The Australian version of the show premiered on Monday, 31 March 2008 at 7:30 pm on the Nine Network and was recorded in Melbourne's GTV-9 studios. The show was hosted by Today weatherman Steven Jacobs. This version followed the basic rules of the American version of the show, except with different safe levels, which are $100, $1000, $10,000, $100,000 and $1,000,000. There was no ten million-dollar question as in the U.S. version.

Despite eight episodes being filmed and six episodes never being screened, the network revealed that the game show was "indefinitely shelved" on 8 April 2008 after the second episode only pulled 521,000 people across all five main capital cities, losing the whole Monday Night to Channel Seven.

==History==
Presenter Steven Jacobs received a call from David Gyngell, Nine Network's chief executive, to give him the opportunity to host Power of 10. Jacobs accepted and the position became his first role during primetime where he was the only host.

==Format==
Each game consisted of two rounds. The first round featured two contestants, who tried to guess the percentages of people that said "yes" to one of various questions in a national poll. The person who guessed closest to the actual percentage earned a point. The first player to win three points in this round proceeded to the next, while the other player left the game with nothing. In the second round, the contestant had the chance to win one million Australian dollars. Contestants were asked five questions similar to those in Round One. In the first four questions, the contestants had to guess a percentage of people answering the survey which fell within a given range centered on the correct answer.
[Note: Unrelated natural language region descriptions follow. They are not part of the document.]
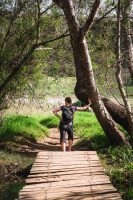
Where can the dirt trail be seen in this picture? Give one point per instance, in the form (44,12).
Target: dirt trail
(50,143)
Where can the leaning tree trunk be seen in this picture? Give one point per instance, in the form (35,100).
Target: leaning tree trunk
(127,36)
(86,86)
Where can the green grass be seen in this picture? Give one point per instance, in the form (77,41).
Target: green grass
(85,125)
(26,126)
(21,160)
(130,90)
(118,161)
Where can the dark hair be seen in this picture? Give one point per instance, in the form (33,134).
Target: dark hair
(68,99)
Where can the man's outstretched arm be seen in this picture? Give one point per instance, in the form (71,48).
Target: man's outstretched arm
(84,108)
(55,111)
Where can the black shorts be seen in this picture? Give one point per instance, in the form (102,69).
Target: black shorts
(66,129)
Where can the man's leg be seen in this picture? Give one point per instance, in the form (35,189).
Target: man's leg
(70,145)
(63,139)
(63,146)
(70,138)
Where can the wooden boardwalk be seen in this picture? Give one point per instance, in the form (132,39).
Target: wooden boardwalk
(76,175)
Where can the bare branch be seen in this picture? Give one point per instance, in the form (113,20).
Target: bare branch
(19,66)
(101,18)
(90,19)
(54,39)
(47,9)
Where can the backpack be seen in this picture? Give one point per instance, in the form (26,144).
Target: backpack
(67,114)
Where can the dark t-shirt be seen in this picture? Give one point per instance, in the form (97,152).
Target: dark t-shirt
(74,108)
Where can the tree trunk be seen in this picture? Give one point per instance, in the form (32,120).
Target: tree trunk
(118,73)
(86,86)
(127,37)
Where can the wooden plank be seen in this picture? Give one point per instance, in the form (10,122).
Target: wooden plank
(67,176)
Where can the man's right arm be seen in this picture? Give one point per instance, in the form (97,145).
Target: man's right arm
(55,111)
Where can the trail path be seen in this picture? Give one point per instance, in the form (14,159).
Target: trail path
(76,175)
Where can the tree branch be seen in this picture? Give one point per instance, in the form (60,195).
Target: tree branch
(18,67)
(101,18)
(47,9)
(90,19)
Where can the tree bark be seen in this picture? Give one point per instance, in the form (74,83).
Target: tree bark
(118,73)
(127,36)
(86,86)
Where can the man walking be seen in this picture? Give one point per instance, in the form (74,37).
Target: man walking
(66,121)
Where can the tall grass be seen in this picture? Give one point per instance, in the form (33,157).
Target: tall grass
(22,125)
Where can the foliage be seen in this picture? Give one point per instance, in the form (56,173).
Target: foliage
(118,162)
(25,126)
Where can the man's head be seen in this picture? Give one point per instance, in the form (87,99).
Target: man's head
(68,101)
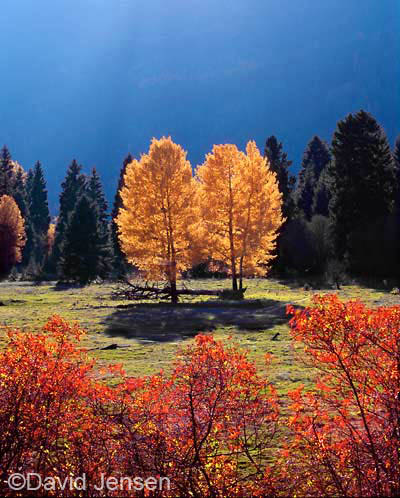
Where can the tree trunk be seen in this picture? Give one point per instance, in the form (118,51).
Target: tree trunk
(174,292)
(234,278)
(241,274)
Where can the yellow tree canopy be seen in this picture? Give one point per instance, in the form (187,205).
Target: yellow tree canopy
(12,234)
(157,212)
(240,207)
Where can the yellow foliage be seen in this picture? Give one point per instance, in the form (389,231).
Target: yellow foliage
(12,233)
(154,222)
(239,206)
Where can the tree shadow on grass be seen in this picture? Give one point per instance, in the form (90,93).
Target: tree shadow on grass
(166,323)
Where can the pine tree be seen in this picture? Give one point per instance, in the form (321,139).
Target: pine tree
(363,192)
(120,265)
(396,161)
(322,194)
(280,165)
(316,159)
(84,250)
(6,173)
(96,195)
(72,189)
(20,194)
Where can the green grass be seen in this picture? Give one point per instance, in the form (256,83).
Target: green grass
(152,332)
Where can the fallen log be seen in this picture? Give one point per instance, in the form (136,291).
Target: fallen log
(137,292)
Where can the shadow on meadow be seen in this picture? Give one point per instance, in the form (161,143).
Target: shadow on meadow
(166,322)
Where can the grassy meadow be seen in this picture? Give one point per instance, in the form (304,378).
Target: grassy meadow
(150,333)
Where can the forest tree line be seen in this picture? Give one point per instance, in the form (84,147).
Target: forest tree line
(341,214)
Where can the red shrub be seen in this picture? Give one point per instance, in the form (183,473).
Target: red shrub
(208,427)
(347,432)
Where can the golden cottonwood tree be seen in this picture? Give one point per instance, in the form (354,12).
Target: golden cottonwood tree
(12,234)
(240,208)
(157,212)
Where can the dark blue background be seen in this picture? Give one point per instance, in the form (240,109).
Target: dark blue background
(94,79)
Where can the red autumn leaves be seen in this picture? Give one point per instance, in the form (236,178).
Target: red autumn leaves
(213,426)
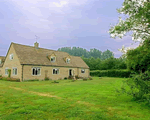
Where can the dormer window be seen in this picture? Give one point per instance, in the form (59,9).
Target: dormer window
(52,59)
(68,60)
(11,56)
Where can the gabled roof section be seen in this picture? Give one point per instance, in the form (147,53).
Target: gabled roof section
(30,55)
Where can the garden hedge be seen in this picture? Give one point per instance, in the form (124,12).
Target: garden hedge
(111,73)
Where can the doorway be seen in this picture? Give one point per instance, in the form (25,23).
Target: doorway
(70,72)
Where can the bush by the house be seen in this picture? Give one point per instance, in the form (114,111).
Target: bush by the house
(72,80)
(77,77)
(90,78)
(55,81)
(84,79)
(70,77)
(10,79)
(46,78)
(111,73)
(31,80)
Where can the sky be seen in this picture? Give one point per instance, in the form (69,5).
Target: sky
(61,23)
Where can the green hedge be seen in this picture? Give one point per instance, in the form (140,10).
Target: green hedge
(111,73)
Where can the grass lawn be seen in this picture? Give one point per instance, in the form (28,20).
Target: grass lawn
(80,100)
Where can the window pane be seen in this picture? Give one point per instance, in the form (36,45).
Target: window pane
(57,71)
(38,71)
(53,71)
(6,71)
(33,71)
(16,71)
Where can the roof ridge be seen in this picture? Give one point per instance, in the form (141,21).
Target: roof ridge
(39,47)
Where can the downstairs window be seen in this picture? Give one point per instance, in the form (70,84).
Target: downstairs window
(36,71)
(55,71)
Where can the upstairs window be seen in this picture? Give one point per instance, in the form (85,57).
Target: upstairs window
(36,71)
(55,71)
(68,61)
(52,59)
(11,56)
(83,71)
(14,71)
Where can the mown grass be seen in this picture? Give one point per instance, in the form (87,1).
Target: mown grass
(80,100)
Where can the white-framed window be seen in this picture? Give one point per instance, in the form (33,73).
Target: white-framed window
(52,59)
(6,71)
(11,56)
(68,60)
(55,71)
(14,71)
(83,71)
(36,71)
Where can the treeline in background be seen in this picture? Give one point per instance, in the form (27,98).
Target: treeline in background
(96,59)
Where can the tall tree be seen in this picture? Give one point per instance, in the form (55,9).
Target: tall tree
(138,20)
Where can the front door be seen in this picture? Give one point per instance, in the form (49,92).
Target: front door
(70,72)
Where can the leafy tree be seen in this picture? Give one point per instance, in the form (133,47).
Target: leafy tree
(138,20)
(138,60)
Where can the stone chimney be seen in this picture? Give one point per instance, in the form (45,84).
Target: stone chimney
(36,45)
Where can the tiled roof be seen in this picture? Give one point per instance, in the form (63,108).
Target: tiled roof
(34,56)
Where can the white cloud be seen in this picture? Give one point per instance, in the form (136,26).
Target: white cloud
(61,4)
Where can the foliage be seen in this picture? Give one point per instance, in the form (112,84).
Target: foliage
(55,81)
(65,78)
(111,73)
(77,51)
(70,77)
(77,77)
(46,78)
(9,73)
(139,59)
(31,80)
(90,78)
(84,79)
(96,59)
(139,85)
(138,20)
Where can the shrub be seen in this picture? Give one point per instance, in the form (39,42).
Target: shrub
(84,79)
(90,78)
(72,80)
(70,77)
(31,80)
(111,73)
(9,73)
(77,77)
(11,79)
(55,81)
(65,78)
(46,78)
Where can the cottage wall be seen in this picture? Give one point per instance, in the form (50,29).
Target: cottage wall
(10,64)
(47,71)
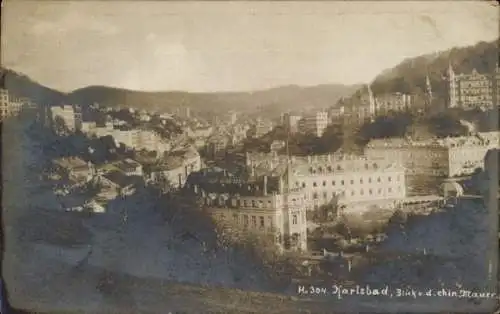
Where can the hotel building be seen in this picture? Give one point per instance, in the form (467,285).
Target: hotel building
(259,204)
(448,157)
(338,178)
(69,115)
(473,90)
(315,123)
(291,122)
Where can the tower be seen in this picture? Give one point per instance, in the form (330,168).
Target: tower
(452,87)
(372,101)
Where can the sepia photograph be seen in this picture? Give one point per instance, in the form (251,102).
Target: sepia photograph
(250,156)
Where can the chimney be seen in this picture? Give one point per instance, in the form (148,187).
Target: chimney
(265,186)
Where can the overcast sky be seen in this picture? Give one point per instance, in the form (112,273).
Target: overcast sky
(215,46)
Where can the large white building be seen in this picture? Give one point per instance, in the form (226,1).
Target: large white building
(175,169)
(315,123)
(68,115)
(448,157)
(473,90)
(261,204)
(291,122)
(137,139)
(11,105)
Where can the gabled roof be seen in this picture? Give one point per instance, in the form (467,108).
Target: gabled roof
(122,180)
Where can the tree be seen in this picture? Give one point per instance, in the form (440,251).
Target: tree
(398,218)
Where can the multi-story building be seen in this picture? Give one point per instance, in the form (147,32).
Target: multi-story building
(337,113)
(75,169)
(232,118)
(392,102)
(491,184)
(343,179)
(263,205)
(315,123)
(448,157)
(11,105)
(262,127)
(137,139)
(66,116)
(4,104)
(175,169)
(473,90)
(130,167)
(291,122)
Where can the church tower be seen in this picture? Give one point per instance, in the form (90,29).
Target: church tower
(452,87)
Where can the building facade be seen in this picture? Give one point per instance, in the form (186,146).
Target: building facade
(315,123)
(259,205)
(448,157)
(340,179)
(66,116)
(473,90)
(291,122)
(396,102)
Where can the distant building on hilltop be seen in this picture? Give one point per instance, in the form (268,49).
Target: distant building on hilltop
(314,123)
(259,204)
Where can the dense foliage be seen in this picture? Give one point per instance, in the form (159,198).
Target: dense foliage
(410,75)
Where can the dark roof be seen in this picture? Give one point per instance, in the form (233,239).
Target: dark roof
(121,179)
(215,181)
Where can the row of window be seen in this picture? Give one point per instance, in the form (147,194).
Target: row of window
(353,192)
(343,182)
(259,221)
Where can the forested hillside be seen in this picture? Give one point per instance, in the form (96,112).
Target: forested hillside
(410,75)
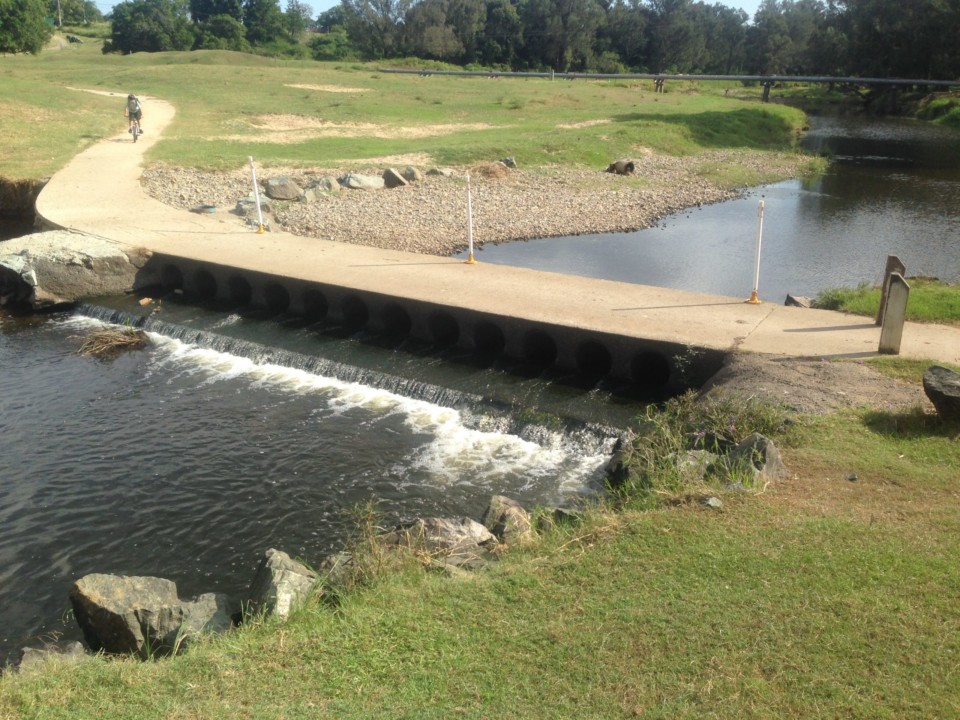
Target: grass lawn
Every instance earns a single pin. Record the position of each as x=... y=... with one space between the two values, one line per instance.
x=304 y=113
x=818 y=597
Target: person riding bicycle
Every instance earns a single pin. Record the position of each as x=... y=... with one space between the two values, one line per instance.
x=133 y=111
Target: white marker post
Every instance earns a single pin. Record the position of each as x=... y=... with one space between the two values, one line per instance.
x=256 y=196
x=754 y=300
x=469 y=260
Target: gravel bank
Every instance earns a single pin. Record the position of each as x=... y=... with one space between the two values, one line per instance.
x=429 y=216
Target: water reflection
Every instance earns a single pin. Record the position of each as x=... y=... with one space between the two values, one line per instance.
x=896 y=191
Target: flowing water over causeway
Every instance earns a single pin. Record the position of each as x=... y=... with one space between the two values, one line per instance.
x=189 y=459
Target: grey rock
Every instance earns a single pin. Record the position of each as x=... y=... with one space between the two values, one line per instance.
x=757 y=454
x=280 y=584
x=34 y=659
x=942 y=386
x=282 y=188
x=623 y=166
x=44 y=270
x=393 y=179
x=124 y=615
x=324 y=184
x=144 y=615
x=355 y=181
x=798 y=301
x=508 y=521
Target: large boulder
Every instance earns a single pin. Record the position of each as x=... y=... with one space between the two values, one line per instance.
x=59 y=267
x=281 y=584
x=942 y=386
x=392 y=178
x=144 y=615
x=355 y=181
x=508 y=521
x=758 y=456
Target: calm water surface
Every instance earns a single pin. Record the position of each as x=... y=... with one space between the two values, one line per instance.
x=189 y=460
x=188 y=463
x=893 y=188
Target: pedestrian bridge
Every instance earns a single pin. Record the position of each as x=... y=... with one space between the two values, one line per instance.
x=657 y=339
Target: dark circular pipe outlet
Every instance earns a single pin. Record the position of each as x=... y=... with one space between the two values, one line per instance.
x=396 y=322
x=444 y=329
x=356 y=314
x=204 y=285
x=539 y=349
x=171 y=278
x=277 y=297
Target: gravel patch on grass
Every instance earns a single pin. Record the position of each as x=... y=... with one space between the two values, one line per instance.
x=430 y=216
The first question allowed a range of 40 percentage points (from 20% below the correct answer to 20% above), the second 30 points (15% below to 15% above), and so on - the fourth question requiring the contestant to guess the correct percentage to within plus or minus 5%. The contestant would win a stake of money for the first question correctly answered; the stake would increase by a factor of ten for each subsequent correct answer. After any question, the contestant could elect to leave the game with his or her current winnings. An incorrect answer would end the game, the contestant leaving with the amount of money they had prior to their last correct answer. The contestant had to answer the fifth question correct to the exact percentage.

For any question except the million dollar question, if a contestant guessed the actual percentage, they won an instant $1000.

==Reception==
In a negative review, Debi Enkder of The Age wrote that the show "resembles a wonky version of Millionaire featuring supposedly cute questions and ultimately inconsequential responses". She continued, "Today show weather guy Steve Jacobs is a good host: keen, genial, comfortable in the role. It's probably not his fault he has to say 'one million dollars!' so often that you feel like hitting him. It's also not his fault the format is a dud."